There seems to be an endless stream of actors directing their first projects lately. British actor Rupert Everett wrote, directed and produced The Happy Prince. He spent over a decade seeing the project through from its inception, with help from friends like Colin Firth and Emily Watson. Everett, whose career appears to have peaked in the 90s, delivers the sort of stuffy literary biography you might remember from those days. While many modern-day LGBT stories seek to alter the decade’s old fad of only telling stories with tragic endings or portraying  negative stereotypes of gay men, Everett’s interpretation of poet Oscar Wilde’s final days does exactly that. If you didn’t know much about the maligned literary figure before The Happy Prince, odds are you won’t care to after this film.

Happy Prince‘ begins at the end. After London’s most famous playwright Oscar Wilde (Everett) loses a lawsuit for slander against the Marquess of Queensbury, the celebrated writer is himself convicted of sodomy. Wilde is imprisoned, sentenced to two years of hard labor. Upon his release, he finds his marriage to Constance Wilde (Watson) irreconcilable, his reputation ruined, and his presence detested all over Europe. Unable to write anymore, he becomes dependent on friends and family for money, transportation, and housing. Wilde flees to France attempting to resume the life of a gentleman under an assumed name, but notoriety soon follows him. Ultimately Wilde descends into a life of depression and alcoholism, drinking absinthe and lusting after young men until his death at age 46.

This film seems to be more of a vanity project for Everett, more grandstanding by him than anything else.

Everett paints a bleak and hopeless portrait of Wilde as a depraved old man who refuses to make his situation better. Everett’s script does little to tap into “the fall from grace” theme as it might pertain to a celebrity in Victorian England. Nor does the Golden Globe nominee use the framework of the story to provide the viewer with any real context of the persecution of homosexuality during the era. There is a scene where the accused is chased by violent youth and a scene of public spitting, but that’s as deep as Everett is willing to go here. This film seems to be more of a vanity project for Everett, more grandstanding by him than anything else. It is scene after scene of closeups of Everett in what is arguably a gross misrepresentation of the truth about Wilde’s final years.

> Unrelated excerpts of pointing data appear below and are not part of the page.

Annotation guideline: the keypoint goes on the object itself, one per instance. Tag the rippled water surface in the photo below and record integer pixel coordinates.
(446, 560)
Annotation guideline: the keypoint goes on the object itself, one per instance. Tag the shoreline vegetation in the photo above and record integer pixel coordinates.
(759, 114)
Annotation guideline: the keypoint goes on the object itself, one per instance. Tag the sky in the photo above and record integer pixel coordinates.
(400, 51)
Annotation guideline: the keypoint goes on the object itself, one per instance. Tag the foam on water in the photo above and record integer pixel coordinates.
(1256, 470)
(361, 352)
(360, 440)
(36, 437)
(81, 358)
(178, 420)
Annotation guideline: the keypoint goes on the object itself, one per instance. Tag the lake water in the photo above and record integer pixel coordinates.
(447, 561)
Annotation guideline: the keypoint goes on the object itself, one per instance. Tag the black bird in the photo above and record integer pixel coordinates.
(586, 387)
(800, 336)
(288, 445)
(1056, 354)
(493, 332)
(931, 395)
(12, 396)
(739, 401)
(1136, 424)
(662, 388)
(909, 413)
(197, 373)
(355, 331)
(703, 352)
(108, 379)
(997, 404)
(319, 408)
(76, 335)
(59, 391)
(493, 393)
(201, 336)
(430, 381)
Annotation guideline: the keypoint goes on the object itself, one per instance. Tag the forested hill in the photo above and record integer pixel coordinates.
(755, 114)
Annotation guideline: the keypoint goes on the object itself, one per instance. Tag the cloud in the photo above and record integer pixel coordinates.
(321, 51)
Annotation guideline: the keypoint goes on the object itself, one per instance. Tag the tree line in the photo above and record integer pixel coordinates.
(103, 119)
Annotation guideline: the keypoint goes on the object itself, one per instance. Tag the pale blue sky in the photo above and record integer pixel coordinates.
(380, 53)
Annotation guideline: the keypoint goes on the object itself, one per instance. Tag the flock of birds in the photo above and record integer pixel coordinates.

What is difficult to understand is whether Everett a fan of Wilde or not, since he paints the playwright is such a despicable and negative light? Everett, 59 is playing a 40-something Wilde, but the makeup, wigs and wardrobe would suggest to the viewer that Wilde is closer to 70. Everett’s first crack at directing misses the mark with a film that is often too dark and too harshly shot. The editing is a jumble, often confusing the viewer as to what time period (flashback or present day) the story is in. One of The Happy Prince’s few highlights come at the end of the story when Tom Wilkinson as a sarcastic priest comes to the ailing man’s bedside. The vintage scenes on the French coastline are stunning to look at and a breath of fresh air from the claustrophobic interior scenes.

Final Thought

Everett’s directorial debut is a project of narcissism and vanity as he freely interprets the more repugnant elements of Oscar Wilde’s later years.